I started this blog with an post on a PNAS paper which at that time had received a lot of attention in the scientific community and lay press. In this article, Seok et al. argued that ‘genomic responses in mouse models poorly mimic human inflammatory diseases‘. With this post I am returning to this article, as I recently was asked by the Journal STROKE to contribute to their ‘Controversies in Stroke’ series. The Seok article had disturbed the Stroke community, so a pro/con discussion seemed timely. In the upcoming issue of STROKE Sharp and Jickling will argue that ‘the peripheral inflammatory response in rodent ischemic stroke models is different than in human stroke. Given the important role of the immune system in stroke, this could be a major handicap in translating results in rodent stroke models to clinical trials in patients with stroke.‘ This is of course true! Nevertheless, I counter by providing some examples of translational successes regarding stroke and the immune system, and conclude that ‘the physiology and pathophysiology of rodents is sufficiently similar to humans to make them a highly relevant model organism but also sufficiently different to mandate an awareness of potential resulting pitfalls. In any case, before hastily discarding highly relevant past, present, and future findings, experimental stroke research needs to improve dramatically its internal and external validity to overcome its apparent translational failures.’ For an in depth treatment, follow the debate:
Article: Dirnagl: Can mice be trusted
Currently, a worldwide discussion among stakeholders of the biomedical research enterprise revolves around the recent realization that a significant proportion of the current resources spent on medical research are wasted, as well as around potential actions to increase its value.
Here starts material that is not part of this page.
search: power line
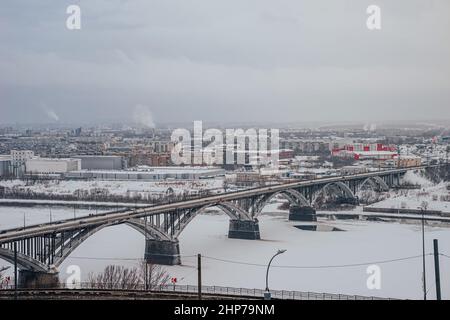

The reproducibility of results in experimental biomedicine is generally low, and the vast majority of medical interventions introduced into clinical testing after successful preclinical development prove unsafe or ineffective. One prominent explanation for these problems is flawed preclinical research. There is consensus that the quality of biomedical research needs to be improved. ‘Quality’ is a broad and generic term, and it is clear that a plethora of factors together determine the robustness and predictiveness of basic and preclinical research results. Against this background the experimental laboratories of the Center for Stroke Research Berlin (CSB, Dept. of Experimental Neurology) have decided to take a systematic approach and to implement a structured quality management system. In a process involving all members of the department from student to technician, post doc, and group leader in over more than one year we have established standard operating produres, defined common goals and indicators, improved communication structures and document management, implemented an error management, are developing an electronic laboratory notebook, among other measures. On July 3rd 2014 this quality management system successfully passed an ISO 9001 certification process (Certificate 12 100 48301 TMS). The auditors were impressed by the quality oriented ‘spirit’ of all members of the Department, and the fact that to their knowledge the CSB is the first academic institution worldwide which has established a structured quality management in experimental research of this standard and reach. The CSB is fully aware of the fact that the mere fact that a certified quality management has been implemented does not guarantee translational success. However, we believe that innovation will only have impact on the improvement of the outcome of patients if it thrives on the highest possible standards of quality. Certification of our standards renders them transparent and verifiable to the research community, and serves as a first step towards a preclinical medicine in which research conduct and results can be monitored and audited by peers.